Dr. Michael Keidar: Tailor-Made

 

Dr. Michael Keidar

Dr. Michael Keidar studies plasma engineering. He’s already had a good deal of success developing plasma propulsion technologies, but when he saw opportunities a decade ago to use plasma in biomedical applications, he embarked on a new and very fruitful research direction.

Typically plasma has a very high temperature—tens of thousands of degrees and higher—but cold plasma can be produced even at room temperature, and this lower temperature allows cold plasma to be directly applied to cells and tissues. As Dr. Keidar and his team began working with cold plasma and looking at its interaction with cells, they discovered that very short duration plasma application leads to a reduction of cell migration or spreading. And that’s when they made a significant breakthrough.

“We thought at that time that cold plasma might be useful for preventing metastasis or propagation of the cancer cells,” Dr. Keidar recalls, “so we started to treat cancer cells and we found that the plasma treatment is extremely selective toward the cancer cells. It kills them, and it spares the normal cells. It doesn’t do damage to normal cells.”

Following their discovery and their success in establishing the idea of adaptive plasma, his team began seeking an understanding of why plasma is selective in its interactions with cancer cells.

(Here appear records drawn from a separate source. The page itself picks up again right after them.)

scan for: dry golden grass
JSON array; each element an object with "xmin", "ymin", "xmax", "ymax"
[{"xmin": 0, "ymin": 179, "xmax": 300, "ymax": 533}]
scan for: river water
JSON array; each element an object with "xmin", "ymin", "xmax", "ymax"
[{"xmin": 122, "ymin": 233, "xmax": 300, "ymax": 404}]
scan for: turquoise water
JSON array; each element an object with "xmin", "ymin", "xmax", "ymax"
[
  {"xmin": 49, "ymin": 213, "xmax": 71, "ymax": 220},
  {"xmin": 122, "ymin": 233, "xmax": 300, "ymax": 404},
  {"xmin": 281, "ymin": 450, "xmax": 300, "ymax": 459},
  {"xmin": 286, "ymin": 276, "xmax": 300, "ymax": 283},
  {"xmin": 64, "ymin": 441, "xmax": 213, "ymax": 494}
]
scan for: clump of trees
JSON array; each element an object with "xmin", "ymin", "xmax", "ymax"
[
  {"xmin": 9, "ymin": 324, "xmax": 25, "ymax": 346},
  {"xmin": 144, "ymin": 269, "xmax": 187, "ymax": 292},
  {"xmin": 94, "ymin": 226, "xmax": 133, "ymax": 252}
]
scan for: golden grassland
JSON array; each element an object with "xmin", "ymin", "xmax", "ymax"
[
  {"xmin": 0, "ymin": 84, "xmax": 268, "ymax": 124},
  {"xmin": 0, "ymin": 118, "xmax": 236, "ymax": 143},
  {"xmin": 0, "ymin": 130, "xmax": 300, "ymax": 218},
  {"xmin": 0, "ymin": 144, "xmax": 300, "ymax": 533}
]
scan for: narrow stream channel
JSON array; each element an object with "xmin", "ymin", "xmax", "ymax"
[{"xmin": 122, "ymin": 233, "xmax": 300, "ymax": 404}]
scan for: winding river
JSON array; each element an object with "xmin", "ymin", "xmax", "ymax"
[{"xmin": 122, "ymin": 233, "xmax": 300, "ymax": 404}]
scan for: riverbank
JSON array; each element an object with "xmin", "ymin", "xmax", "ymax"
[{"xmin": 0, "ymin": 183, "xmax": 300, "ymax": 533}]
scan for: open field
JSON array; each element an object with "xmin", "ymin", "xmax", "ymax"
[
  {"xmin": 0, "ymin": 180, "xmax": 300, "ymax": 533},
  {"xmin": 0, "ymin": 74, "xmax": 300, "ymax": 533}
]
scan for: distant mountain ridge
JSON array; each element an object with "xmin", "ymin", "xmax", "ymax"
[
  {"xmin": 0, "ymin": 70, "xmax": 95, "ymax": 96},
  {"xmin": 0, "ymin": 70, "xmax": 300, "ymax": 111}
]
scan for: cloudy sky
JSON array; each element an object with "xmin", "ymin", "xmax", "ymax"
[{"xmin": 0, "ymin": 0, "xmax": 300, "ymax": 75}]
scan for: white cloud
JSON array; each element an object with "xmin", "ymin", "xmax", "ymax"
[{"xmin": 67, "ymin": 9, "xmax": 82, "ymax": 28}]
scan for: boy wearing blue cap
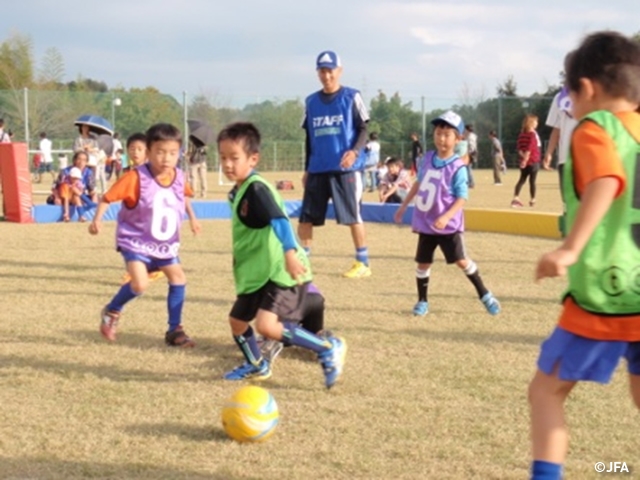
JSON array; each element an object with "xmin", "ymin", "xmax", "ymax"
[
  {"xmin": 298, "ymin": 51, "xmax": 371, "ymax": 278},
  {"xmin": 394, "ymin": 111, "xmax": 500, "ymax": 316}
]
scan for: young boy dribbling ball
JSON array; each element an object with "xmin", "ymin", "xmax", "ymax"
[
  {"xmin": 89, "ymin": 123, "xmax": 200, "ymax": 347},
  {"xmin": 394, "ymin": 111, "xmax": 500, "ymax": 316},
  {"xmin": 529, "ymin": 32, "xmax": 640, "ymax": 480},
  {"xmin": 218, "ymin": 123, "xmax": 347, "ymax": 388}
]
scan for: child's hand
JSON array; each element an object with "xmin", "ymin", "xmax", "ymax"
[
  {"xmin": 284, "ymin": 249, "xmax": 307, "ymax": 285},
  {"xmin": 89, "ymin": 220, "xmax": 102, "ymax": 235},
  {"xmin": 433, "ymin": 215, "xmax": 449, "ymax": 230},
  {"xmin": 189, "ymin": 218, "xmax": 202, "ymax": 235},
  {"xmin": 536, "ymin": 248, "xmax": 578, "ymax": 282}
]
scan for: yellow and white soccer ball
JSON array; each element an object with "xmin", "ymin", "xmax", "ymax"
[{"xmin": 222, "ymin": 385, "xmax": 280, "ymax": 442}]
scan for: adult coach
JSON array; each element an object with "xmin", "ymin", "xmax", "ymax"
[{"xmin": 298, "ymin": 51, "xmax": 371, "ymax": 278}]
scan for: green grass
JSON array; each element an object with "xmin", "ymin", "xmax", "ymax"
[{"xmin": 0, "ymin": 174, "xmax": 640, "ymax": 479}]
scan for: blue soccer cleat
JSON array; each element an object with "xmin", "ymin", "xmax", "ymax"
[
  {"xmin": 222, "ymin": 358, "xmax": 271, "ymax": 381},
  {"xmin": 480, "ymin": 292, "xmax": 502, "ymax": 315},
  {"xmin": 318, "ymin": 337, "xmax": 347, "ymax": 388},
  {"xmin": 413, "ymin": 300, "xmax": 429, "ymax": 317}
]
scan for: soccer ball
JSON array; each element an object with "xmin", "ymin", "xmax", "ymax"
[{"xmin": 222, "ymin": 385, "xmax": 280, "ymax": 442}]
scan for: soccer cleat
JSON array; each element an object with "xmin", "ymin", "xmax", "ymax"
[
  {"xmin": 342, "ymin": 260, "xmax": 371, "ymax": 278},
  {"xmin": 100, "ymin": 307, "xmax": 120, "ymax": 342},
  {"xmin": 413, "ymin": 300, "xmax": 429, "ymax": 317},
  {"xmin": 318, "ymin": 337, "xmax": 347, "ymax": 388},
  {"xmin": 164, "ymin": 325, "xmax": 196, "ymax": 348},
  {"xmin": 222, "ymin": 358, "xmax": 271, "ymax": 381},
  {"xmin": 480, "ymin": 292, "xmax": 502, "ymax": 315},
  {"xmin": 260, "ymin": 338, "xmax": 284, "ymax": 365}
]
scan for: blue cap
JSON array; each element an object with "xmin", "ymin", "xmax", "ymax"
[
  {"xmin": 316, "ymin": 50, "xmax": 342, "ymax": 70},
  {"xmin": 431, "ymin": 110, "xmax": 464, "ymax": 135}
]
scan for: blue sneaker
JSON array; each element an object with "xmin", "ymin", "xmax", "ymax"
[
  {"xmin": 480, "ymin": 292, "xmax": 501, "ymax": 315},
  {"xmin": 222, "ymin": 358, "xmax": 271, "ymax": 380},
  {"xmin": 413, "ymin": 300, "xmax": 429, "ymax": 317},
  {"xmin": 318, "ymin": 337, "xmax": 347, "ymax": 388}
]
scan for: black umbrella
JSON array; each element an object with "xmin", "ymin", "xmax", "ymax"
[{"xmin": 187, "ymin": 120, "xmax": 216, "ymax": 147}]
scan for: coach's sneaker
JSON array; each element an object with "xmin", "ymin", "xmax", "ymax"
[
  {"xmin": 318, "ymin": 337, "xmax": 347, "ymax": 388},
  {"xmin": 480, "ymin": 292, "xmax": 501, "ymax": 315},
  {"xmin": 342, "ymin": 260, "xmax": 371, "ymax": 278},
  {"xmin": 164, "ymin": 325, "xmax": 196, "ymax": 348},
  {"xmin": 259, "ymin": 338, "xmax": 284, "ymax": 365},
  {"xmin": 222, "ymin": 358, "xmax": 271, "ymax": 380},
  {"xmin": 413, "ymin": 300, "xmax": 429, "ymax": 317},
  {"xmin": 100, "ymin": 307, "xmax": 120, "ymax": 342}
]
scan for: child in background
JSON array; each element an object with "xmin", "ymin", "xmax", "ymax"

Since every cancer cell is different and every patient has a different genomic composition, predicting the recipe for the chemistry that will be necessary in every case is very difficult, according to Dr. Keidar.

“The uniqueness of plasma is that the chemistry can be tailored simply by changing some of the plasma parameters; therefore, plasma can be viewed as a kind of drug that can be tailored on the fly to a specific goal,” he says. “So our focus is now on how to couple the plasma treatment with monitoring a real time response from cells and the tissue so we can create optimal outcomes.”

To achieve these optimal outcomes, Dr. Keidar hopes to build adaptive plasma platforms that involve a very efficient control system through a feedback mechanism. For this, he’s working with his department colleague, Dr. Taeyoung Lee, who is an expert on controls. He’s not stopping there, however. What is even more intriguing to him, and much more advanced, is the fact that the plasma can self-organize in the presence of different cells.

“We discovered that the plasma organized differently near the cancer cells and near the normal cells, so by guiding this process we can potentially create self-adaptive plasma therapy where we will not need a complicated feedback mechanism, but we will let the plasma adjust itself and target only cancer cells. That’s my research highlight these days,” he says modestly.